Setting up your Rails project correctly is of utmost importance. Obvious setup instructions somehow get missed, and entire teams suffer from the repercussions of a bad setup.

This post describes some common configuration mistakes specific to the test-suite that we have rectified. Simple but effective, this article points out several high-leverage fixes which help you improve your codebase and enhance your developmental workflow.

3 Common Setup Mistakes

Having zero tolerance for obvious repetitions go a long way. Most popular gems typically consist of a configuration to simplify its usage and we should always keep that in mind. Here are 3 obvious setup mistakes that we have corrected:

Symptom: FactoryGirls littered all over the place

Have you seen such a codebase?

# Before: She's everywhere!
bad_codebase = FactoryGirl.create(:codebase)
better_codebase = FactoryGirl.create(:codebase, :with_traits)

Correction: Configure FactoryGirl properly

# After: She's in the closet now
clean_codebase = create(:codebase)
better_codebase = create(:codebase, :with_traits)

Keywords such as create, build or build_stubbed are typically used in almost every test case. Measuring the number of lines of codes affected, a single-line fix like the above affects 416 / 7413 lines of code across 76 files in the spec suite, improving 5% of the codebase with just 1 line of code change.

Symptom: RSpec required specifically in every spec file

Do you need to require 'rails_helper' in every spec file? Or, type RSpec before every describe?

# Before: This helper turns up in every room
require 'rails_helper'

RSpec.describe Excellence, type: :helper do
  ...
end

Correction: Require rails_helper instead of spec_helper

# /path/to/project/.rspec
--require rails_helper # instead of spec_helper
# After: She does her job but from within the closet
describe Excellence, type: :helper do
  ...
end

A change which reduces ~3 LOCs across almost each of 97 spec files. In terms of magnitude of change, this is smaller. Doubtlessly though, such changes are essential, and in our opinion, symbolic in showing how we are taking code quality seriously.

Symptom: Having to type spring everytime

We use spring to speed up our development workflow. To support rspec, we use spring-commands-rspec.

# Before: Repetition occurs even in console mode
~/my/project/$ spring rspec ./app/helpers/repetition_helper_spec.rb

Question yourself, would spring gem developers not have thought of it?

$ bundle install
$ bundle exec spring binstub --all
# After: spring is in the closet now
- ~/my/project/$ spring rspec ./app/helpers/repetition_helper_spec.rb
+ ~/my/project/$ rspec ./app/helpers/repetition_helper_spec.rb

Enabling spring by default introduces evil side-effects. Herein, spring potentially causes specs to fail until spring gets restarted (as it helps us avoid re-running the server setup) which may cause developers precious time solving a non-existent problem. That is a big risk to take!

However, weighing it against junior developers unknowingly losing 5 seconds each time running rspec on a single file, we found it worthwhile. Not only does it speed up the developmental process, having spring automatically installed also ensures that developers execute tests more often (which indirectly translates to more tests being written and tests being executed more often).

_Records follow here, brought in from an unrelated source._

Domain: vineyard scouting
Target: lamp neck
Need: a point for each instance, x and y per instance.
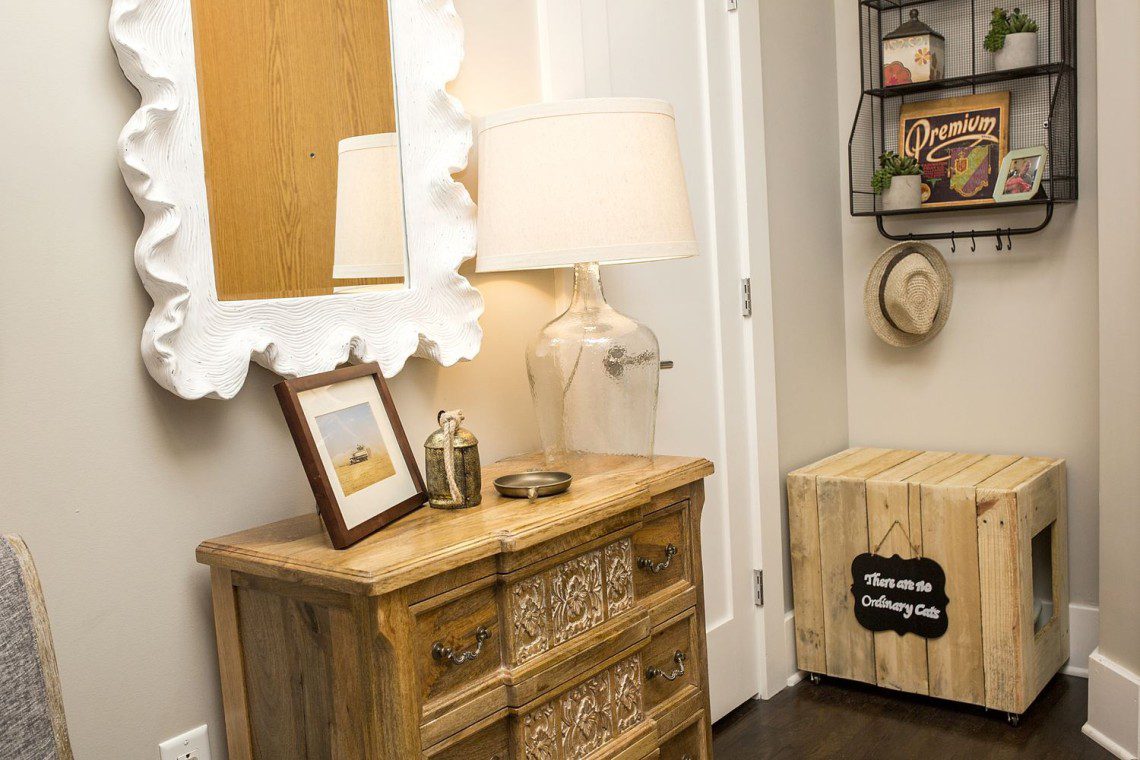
(587, 288)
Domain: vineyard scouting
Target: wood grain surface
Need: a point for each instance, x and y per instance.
(281, 82)
(429, 541)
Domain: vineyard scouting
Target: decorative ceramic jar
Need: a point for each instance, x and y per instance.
(905, 191)
(452, 464)
(1020, 50)
(913, 52)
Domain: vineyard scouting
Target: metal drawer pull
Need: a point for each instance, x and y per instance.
(441, 652)
(680, 659)
(645, 563)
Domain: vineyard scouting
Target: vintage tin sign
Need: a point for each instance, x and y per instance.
(959, 142)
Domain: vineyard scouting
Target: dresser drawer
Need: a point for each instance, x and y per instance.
(686, 744)
(602, 713)
(672, 663)
(458, 643)
(662, 555)
(490, 742)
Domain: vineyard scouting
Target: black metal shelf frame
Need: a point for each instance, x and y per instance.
(1042, 103)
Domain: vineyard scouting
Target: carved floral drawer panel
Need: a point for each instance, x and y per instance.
(587, 717)
(568, 599)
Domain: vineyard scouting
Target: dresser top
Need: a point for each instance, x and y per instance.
(430, 541)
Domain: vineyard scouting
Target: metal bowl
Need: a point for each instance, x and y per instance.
(532, 485)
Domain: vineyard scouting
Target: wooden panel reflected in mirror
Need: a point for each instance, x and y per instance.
(301, 152)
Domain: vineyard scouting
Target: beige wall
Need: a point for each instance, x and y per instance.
(1016, 368)
(1117, 22)
(804, 235)
(114, 481)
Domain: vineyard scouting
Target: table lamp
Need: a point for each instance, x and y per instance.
(583, 184)
(369, 239)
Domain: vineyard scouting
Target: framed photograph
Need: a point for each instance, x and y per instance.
(1020, 174)
(959, 142)
(353, 450)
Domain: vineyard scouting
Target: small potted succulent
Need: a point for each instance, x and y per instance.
(898, 180)
(1012, 39)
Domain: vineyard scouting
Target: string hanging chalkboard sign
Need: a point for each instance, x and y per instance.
(906, 596)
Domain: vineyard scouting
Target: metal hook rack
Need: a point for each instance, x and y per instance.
(1042, 108)
(998, 231)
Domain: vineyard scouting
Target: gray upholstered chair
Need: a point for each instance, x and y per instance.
(32, 725)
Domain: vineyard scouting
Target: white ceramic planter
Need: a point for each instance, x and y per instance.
(1019, 50)
(904, 193)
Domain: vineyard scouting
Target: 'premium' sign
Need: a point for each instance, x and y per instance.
(959, 142)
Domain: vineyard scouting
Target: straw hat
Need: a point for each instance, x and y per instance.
(908, 294)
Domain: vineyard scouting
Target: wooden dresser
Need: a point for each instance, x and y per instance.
(564, 629)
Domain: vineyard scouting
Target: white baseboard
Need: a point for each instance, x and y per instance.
(1114, 707)
(1084, 632)
(795, 675)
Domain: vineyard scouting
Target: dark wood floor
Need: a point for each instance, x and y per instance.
(848, 720)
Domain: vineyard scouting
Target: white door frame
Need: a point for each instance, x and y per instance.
(575, 57)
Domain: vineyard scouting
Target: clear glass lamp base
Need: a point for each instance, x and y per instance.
(594, 377)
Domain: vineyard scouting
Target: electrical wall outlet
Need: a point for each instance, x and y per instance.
(192, 745)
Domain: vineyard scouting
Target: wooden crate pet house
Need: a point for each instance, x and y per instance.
(996, 528)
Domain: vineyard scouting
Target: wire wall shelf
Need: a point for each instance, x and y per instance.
(1042, 109)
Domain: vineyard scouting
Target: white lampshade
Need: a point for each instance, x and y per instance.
(369, 209)
(584, 180)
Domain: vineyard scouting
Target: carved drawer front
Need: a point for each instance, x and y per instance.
(458, 643)
(587, 717)
(489, 743)
(672, 663)
(662, 553)
(568, 599)
(686, 744)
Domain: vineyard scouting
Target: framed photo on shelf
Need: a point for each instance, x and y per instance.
(959, 142)
(1020, 174)
(353, 449)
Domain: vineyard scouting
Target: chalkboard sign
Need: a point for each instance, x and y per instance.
(906, 596)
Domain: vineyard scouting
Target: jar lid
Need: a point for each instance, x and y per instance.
(463, 439)
(912, 27)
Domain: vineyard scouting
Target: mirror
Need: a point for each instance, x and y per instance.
(301, 147)
(293, 161)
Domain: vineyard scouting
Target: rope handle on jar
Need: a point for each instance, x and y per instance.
(450, 423)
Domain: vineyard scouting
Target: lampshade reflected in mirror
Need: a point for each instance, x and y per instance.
(371, 242)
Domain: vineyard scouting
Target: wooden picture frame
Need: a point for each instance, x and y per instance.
(331, 489)
(1004, 190)
(929, 130)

Some basic calculation suggests that a time-saving of 5 seconds across 50 developers implies 250 seconds is lost on every test execution. With tests executed, say 5 times per hour, this translates to 2.78 hours lost every work-day, or 55.55 hours lost every month. That’s approximately 2+ days for a single developer. May not be much, but we get happier developers at the same time!

Conclusion

Usage-specific tweaks are typically available in gems to simplify your codebase. Learning to recognize these easy fixes easily DRYs up your codebase significantly. Thank you for reading the article and we hope it helps you improve the quality of your codebase.